OPINION | Where are the Jobs, Mr. Jaitley?
OPINION | Where are the Jobs, Mr. Jaitley?
The government has not lifted a finger when it comes to job creation. But in 2019, the people of India are going to lift their fingers and vote.

In his Budget speech, Finance Minister Arun Jaitley said job creation is at the core of the BJP-led government’s policy-making. This is not new. In 2014, the BJP came to power promising 10 million jobs a year. Three-and-a-half years down the line, the job situation has moved from worrying to alarming. There is no sign of jobs.

Six of 10 unemployed graduates and postgraduates complain of absence of jobs matching their education, skills and experience. Ninety percent of three million Indians trained under the government’s Pradhan Mantri Kaushal Vikas Yojana are without jobs.

Just two in every 100 persons registered on the National Career Services Portal can get jobs. Make in India, Digital India, Start-Up India and the Smart Cities project were aimed at creating jobs for India’s youth. But 80 percent of start-ups registered in 2016 shut down in 2017.

Those who do find employment are just a shade luckier. Most are without a regular, full-time job. Only 60 percent of the workforce managed to find work for a full year, while 35 percent found work for between six and 11 months.

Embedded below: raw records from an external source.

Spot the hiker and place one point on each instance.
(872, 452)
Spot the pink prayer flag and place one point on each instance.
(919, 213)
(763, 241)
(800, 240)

These are Labour Bureau statistics. The MSME sector is a big job creator in our country. The West Bengal government recognises the value of the MSME sector. Among all the states of India, Bengal’s credit flow to MSMEs is at number one. This is not matched by the Union government. It has put the MSME sector in limbo by promoting big industrialists and coming up with that crazy demonetisation jumla. It crippled MSMEs.

The government claims that the opening of seven million new EPF and retirement accounts in the past one year, and the doubling of road construction and rail-track laying, are indicators of job creation. This is rhetoric, not data.

Have new EPF accounts been opened or have those who already had work but didn’t have these accounts opened them now? The formalisation of the financial sector is welcome — but it is not the same as creation of formal sector jobs.

There is also the issue of the jobs of the future — and the skilling schemes of the past. By 2022 — just three years after the BJP government will be voted out — 37 percent of the Indian workforce would be in jobs demanding radically different skill sets. Nine percent will be in jobs that simply do not exist today.

The World Bank predicts that automation threatens 69 percent of jobs in India. This also creates opportunities to design a whole new employment landscape for the 375 million young people who need to find new jobs by 2030 as per McKinsey.

What is the government doing? It is training our workforce in skills that are meant for outdated jobs, throwing in an average of only 46 days of employment as part of MGNREGS — and talking big about job creation. This is the demographic nightmare it will leave behind as its legacy.

Of course, the leaders of the government insist that “lies are being spread about employment”. In their Potemkin world, Smart Cities have already been built and factories are humming to full employment.

In reality, the government has not lifted a finger when it comes to job creation. But in 2019, the people of India are going to lift their fingers and vote. And vote out.

We know who’ll be minus a job then.

(The author is Trinamool Congress leader and Rajya Sabha MP. Views are personal.)